Le haut clergé chiite est à son tour entré dans la bataille… Après les grands ayatollahs Hossein Ali Montazeri, Nasser Makarem Chirazi et l’ayatollah Asadollah Zanjani, un quatrième haut religieux, l’ayatollah Abdolkarim Moussavi Ardebili, a adressé une injonction au pouvoir islamique lui demandant d’examiner avec soin les plaintes des candidats contestant les résultats de l’élection présidentielle et de rendre un «verdict convaincant». Ces prises de position sont pour le moins inhabituelles, la haute hiérarchie chiite répugnant, sauf lorsque la situation est gravissime, à commenter publiquement les affaires politiques. Ces exhortations ne vont pas jusqu’à demander l’annulation du scrutin et un nouveau vote, comme l’exige Mir Hossein Moussavi, mais elles laissent clairement entendre qu’il y a eu une lourde fraude aux élections.
C’est Montazeri, une des plus hautes autorités spirituelles chiites, qui est allé le plus loin mardi dans sa dénonciation du trucage en décrivant les résultats comme «quelque chose qu’aucun esprit sain ne peut accepter».«Malheureusement cette excellente opportunité [de l’élection, ndlr]a été utilisée de la pire façon qui soit», écrit le religieux, qui fut pressenti pour succéder à l’imam Khomeiny avant d’être écarté du pouvoir et longtemps assigné à résidence.

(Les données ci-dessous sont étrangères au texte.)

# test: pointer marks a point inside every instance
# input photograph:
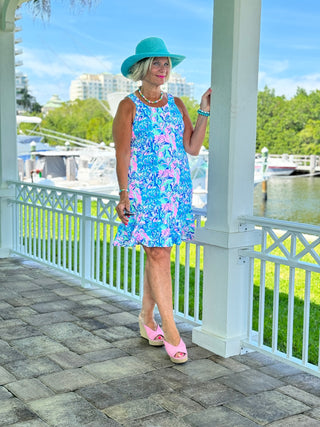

Manipulation. Jour après jour, de nouveaux éléments témoignent de l’ampleur de la manipulation. Selon des informations recueillies par Libération, l’après-midi du scrutin, vers 17 heures, des bassidji («volontaires» des milices islamiques) ont pris le contrôle des terminaux de totalisation des votes au ministère de l’Intérieur, chassant les fonctionnaires qui travaillaient à ce poste. C’est un fonctionnaire de ce même ministère qui a prévenu le camp réformateur. D’autres fuites vont révéler les vrais chiffres obtenus par les quatre candidats (Libération de mardi) : en tête vient Moussavi avec un peu plus de 19 millions des suffrages (sur 42 millions), devant le second candidat réformateur, le religieux Mehdi Karoubi, avec plus de 13,38 millions de voix ; Ahmadinejad n’arrive qu’en troisième position avec 5,77 millions de voix ; le quatrième candidat, Mohsen Rezaï, ex-leader historique des pasdarans – les gardiens de la révolution – occupe la dernière position avec 3,74 millions de voix.
Prévenu qu’il est arrivé en tête, Moussavi va immédiatement se proclamer victorieux avant d’être rapidement démenti par Ahmadinejad, puis par le Guide suprême Ali Khamenei, qui va entériner le succès du président sortant, parlant même de victoire tombée du ciel.
L’auteur des «fuites», fonctionnaire au ministère de l’Intérieur, semble avoir été arrêté dès le lendemain. Des témoins l’ont vu empoigné par des policiers au moment où il s’apprêtait à sauter du neuvième étage du bâtiment. Depuis, on ignore ce qu’il est devenu.
Toujours selon nos informations, les bassidji ont aussi fait main basse sur une partie des urnes qu’ils ont fait disparaître – ce qui explique que les résultats ville par ville et région par région ne sont toujours pas connus, même ceux de Téhéran. L’agence officielle Irna a remplacé les résultats manquants par des chiffres totalement abracadabrants, allant jusqu’à affirmer que Moussavi, Karoubi et Rezaï avaient été battus dans leurs villes natales.
Intimidation. Si les urnes ne sont pas rendues, on voit mal dans ces conditions comment le Conseil des gardiens de la Constitution pourrait procéder à un réel recomptage des voix. D’où l’hypothèse que l’annonce de celui-ci ne servirait en fait qu’à gagner du temps. En attendant, l’intimidation reste de rigueur. Hier, un religieux, intervenant à la télévision nationale, a fait savoir que toute fitna (sédition) était passible de «la peine de mort».